I cursed Fred between set teeth, almost loud enough for him to hear me; for the hippo did move. His head was a foot nearer water-level; he had seen or heard something that alarmed him. He was in the act of sinking under water when Fred made sure of the sights at last and the rifle spoke, ringing out into the still night like the crack of Judgment Day, more startling because we had waited so long for it in such suspense.
Instantly the amazing happened. A yell burst out behind us that split the night apart. Where stilly blackness had been, now four or five hundred crazy shadows leaped and danced, murdering the silence with marrow-curdling noises intended to express joy.
Out on the water the stricken hippo pitched head downward and plunged like a mountain of meat gone mad, thrashing up great waves that were darkened with his life-blood. A whole herd, several hundred strong, emerged shoulder-high from the water to take one swift look at him and flee. The arriving wind overswept the little whirlpools they all made in the moonlight, as they dived to seek seclusion somewhere and no doubt to choose themselves a new bully after terrific fighting.

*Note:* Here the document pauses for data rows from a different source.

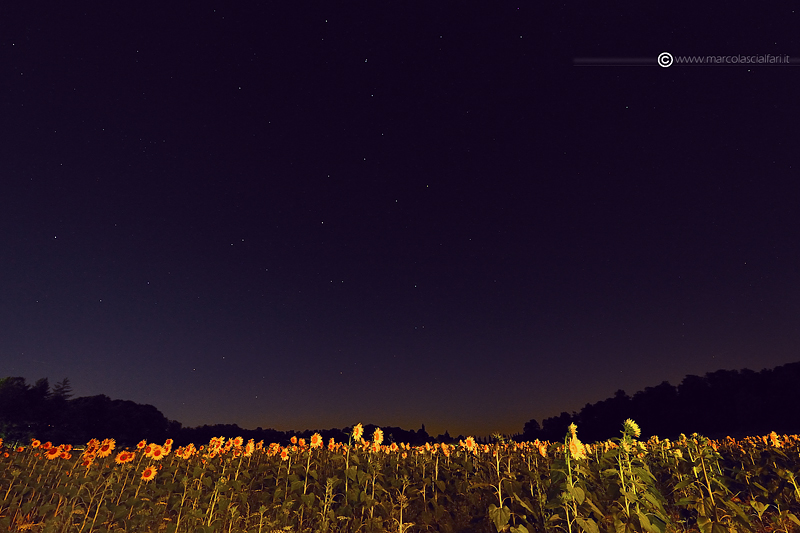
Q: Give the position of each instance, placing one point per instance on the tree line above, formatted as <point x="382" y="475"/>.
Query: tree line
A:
<point x="720" y="403"/>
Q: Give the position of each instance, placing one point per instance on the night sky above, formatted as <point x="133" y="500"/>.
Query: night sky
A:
<point x="393" y="213"/>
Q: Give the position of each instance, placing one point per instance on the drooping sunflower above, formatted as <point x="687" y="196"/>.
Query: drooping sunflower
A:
<point x="632" y="428"/>
<point x="52" y="453"/>
<point x="470" y="444"/>
<point x="157" y="453"/>
<point x="576" y="448"/>
<point x="149" y="473"/>
<point x="124" y="457"/>
<point x="106" y="448"/>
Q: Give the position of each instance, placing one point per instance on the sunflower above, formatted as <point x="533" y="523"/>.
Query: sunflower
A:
<point x="106" y="448"/>
<point x="632" y="428"/>
<point x="445" y="450"/>
<point x="377" y="437"/>
<point x="124" y="457"/>
<point x="470" y="444"/>
<point x="576" y="448"/>
<point x="52" y="453"/>
<point x="149" y="473"/>
<point x="158" y="453"/>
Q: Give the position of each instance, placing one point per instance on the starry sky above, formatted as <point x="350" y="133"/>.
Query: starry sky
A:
<point x="393" y="213"/>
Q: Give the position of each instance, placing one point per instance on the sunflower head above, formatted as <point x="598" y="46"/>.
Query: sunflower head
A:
<point x="629" y="427"/>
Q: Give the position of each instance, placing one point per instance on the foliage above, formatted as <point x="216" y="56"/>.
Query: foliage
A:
<point x="620" y="485"/>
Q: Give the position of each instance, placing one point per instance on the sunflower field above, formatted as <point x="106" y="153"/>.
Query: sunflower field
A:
<point x="620" y="485"/>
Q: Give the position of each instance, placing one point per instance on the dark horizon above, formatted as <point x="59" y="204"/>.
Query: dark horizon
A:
<point x="719" y="405"/>
<point x="306" y="218"/>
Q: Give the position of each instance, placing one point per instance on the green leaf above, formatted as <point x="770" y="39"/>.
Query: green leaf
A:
<point x="523" y="503"/>
<point x="587" y="524"/>
<point x="577" y="493"/>
<point x="759" y="507"/>
<point x="500" y="516"/>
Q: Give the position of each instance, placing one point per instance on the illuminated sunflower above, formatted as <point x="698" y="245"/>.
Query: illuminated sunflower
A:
<point x="149" y="473"/>
<point x="470" y="444"/>
<point x="632" y="428"/>
<point x="576" y="448"/>
<point x="52" y="453"/>
<point x="157" y="453"/>
<point x="106" y="448"/>
<point x="445" y="450"/>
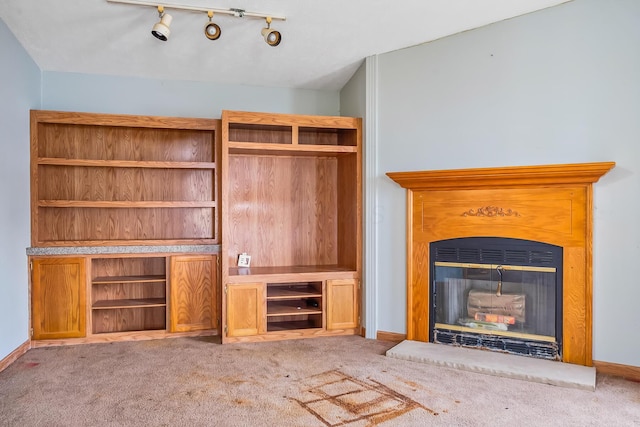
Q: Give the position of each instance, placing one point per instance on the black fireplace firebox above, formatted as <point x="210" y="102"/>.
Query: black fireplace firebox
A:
<point x="497" y="294"/>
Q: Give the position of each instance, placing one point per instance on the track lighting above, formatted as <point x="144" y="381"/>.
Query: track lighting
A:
<point x="161" y="29"/>
<point x="272" y="37"/>
<point x="212" y="30"/>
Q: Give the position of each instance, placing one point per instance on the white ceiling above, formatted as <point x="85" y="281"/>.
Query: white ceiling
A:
<point x="323" y="42"/>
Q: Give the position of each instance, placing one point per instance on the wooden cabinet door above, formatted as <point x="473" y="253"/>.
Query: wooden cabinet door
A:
<point x="58" y="302"/>
<point x="342" y="307"/>
<point x="246" y="312"/>
<point x="193" y="281"/>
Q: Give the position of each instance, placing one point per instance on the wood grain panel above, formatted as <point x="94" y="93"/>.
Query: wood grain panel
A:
<point x="574" y="308"/>
<point x="58" y="301"/>
<point x="91" y="163"/>
<point x="554" y="216"/>
<point x="246" y="311"/>
<point x="327" y="136"/>
<point x="274" y="197"/>
<point x="128" y="266"/>
<point x="265" y="134"/>
<point x="342" y="296"/>
<point x="349" y="212"/>
<point x="193" y="293"/>
<point x="420" y="300"/>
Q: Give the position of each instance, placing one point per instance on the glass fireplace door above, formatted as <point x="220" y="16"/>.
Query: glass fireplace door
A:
<point x="504" y="300"/>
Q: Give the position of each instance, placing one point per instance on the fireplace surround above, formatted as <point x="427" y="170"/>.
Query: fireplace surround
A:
<point x="551" y="204"/>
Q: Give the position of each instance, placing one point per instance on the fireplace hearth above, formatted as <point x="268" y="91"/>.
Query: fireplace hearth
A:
<point x="549" y="204"/>
<point x="497" y="294"/>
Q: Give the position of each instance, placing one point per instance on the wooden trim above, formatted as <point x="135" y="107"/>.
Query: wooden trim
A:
<point x="162" y="122"/>
<point x="15" y="355"/>
<point x="625" y="371"/>
<point x="390" y="336"/>
<point x="121" y="337"/>
<point x="578" y="173"/>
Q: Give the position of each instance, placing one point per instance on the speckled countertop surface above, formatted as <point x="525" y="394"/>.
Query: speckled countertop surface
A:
<point x="99" y="250"/>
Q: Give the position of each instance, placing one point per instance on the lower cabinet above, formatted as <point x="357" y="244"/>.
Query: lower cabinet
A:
<point x="116" y="296"/>
<point x="291" y="309"/>
<point x="342" y="307"/>
<point x="58" y="302"/>
<point x="128" y="294"/>
<point x="245" y="309"/>
<point x="193" y="293"/>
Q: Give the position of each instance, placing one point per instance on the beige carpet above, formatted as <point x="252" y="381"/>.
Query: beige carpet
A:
<point x="338" y="381"/>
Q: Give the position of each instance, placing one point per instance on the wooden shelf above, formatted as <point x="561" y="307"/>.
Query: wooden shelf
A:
<point x="55" y="161"/>
<point x="286" y="310"/>
<point x="124" y="204"/>
<point x="291" y="187"/>
<point x="291" y="325"/>
<point x="275" y="293"/>
<point x="129" y="303"/>
<point x="129" y="279"/>
<point x="288" y="149"/>
<point x="111" y="179"/>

Our quarry plunged a last time, and stayed under. Now was new anxiety. In twenty minutes or half an hour he should rise to the surface again, but no man could guess where, and the wind and currents would very swiftly hide his great carcass somewhere amid the acres of papyrus unless sharp eyes were alert.
But the papyrus was friend as well as foe. In a space of time to be measured by seconds the yelling young men of the tribe had uncovered three canoes, hidden from marauding enemies among the more-than-man-high reeds, and the rest of the tribe—men, women and young ones—scattered along the shore to watch from between the stalks.
In less than fifteen minutes some one yelled, and even the very old men, who had stayed beside us to gape at Fred’s rifle and our clothes and boots, began running like hares toward the sound. In twenty minutes after that, with the aid of grass ropes and leather thongs, they had hauled the huge carcass to the shore and rolled it out of the water, where it lay glistening in moonlight, stumpy, foolish, legs uppermost.
The butcher’s work——the feast—did not begin yet. There was time-honored custom to obey, which Kazimoto knew all about even if those ignorant wachenzie* would have fallen to without ceremony. He drove them off. A white man had slain that animal; therefore the white man’s choice of meat was first, and he very leisurely and skillfully cut out the enormous tongue for us and fifty pounds of meat for our following before he would let them as much as touch the carcass with a dagger. [* Plural of machenzie, “man from ‘way back,’” “rube,” “simp.”]
Then, though, the tribe fell to, naked, with little naked knives—tearing off the thick hide in foot-wide strips, and hacking the red flesh into lumps that they ate, raw and quivering, while they worked. The little bits of children, each chewing raw bloody meat, brought baskets for the overflow, dragging them to wherever they could find a space between the legs of struggling men, the women emptying the baskets almost as fast as the children filled them, and chewing until their jaws ran blood.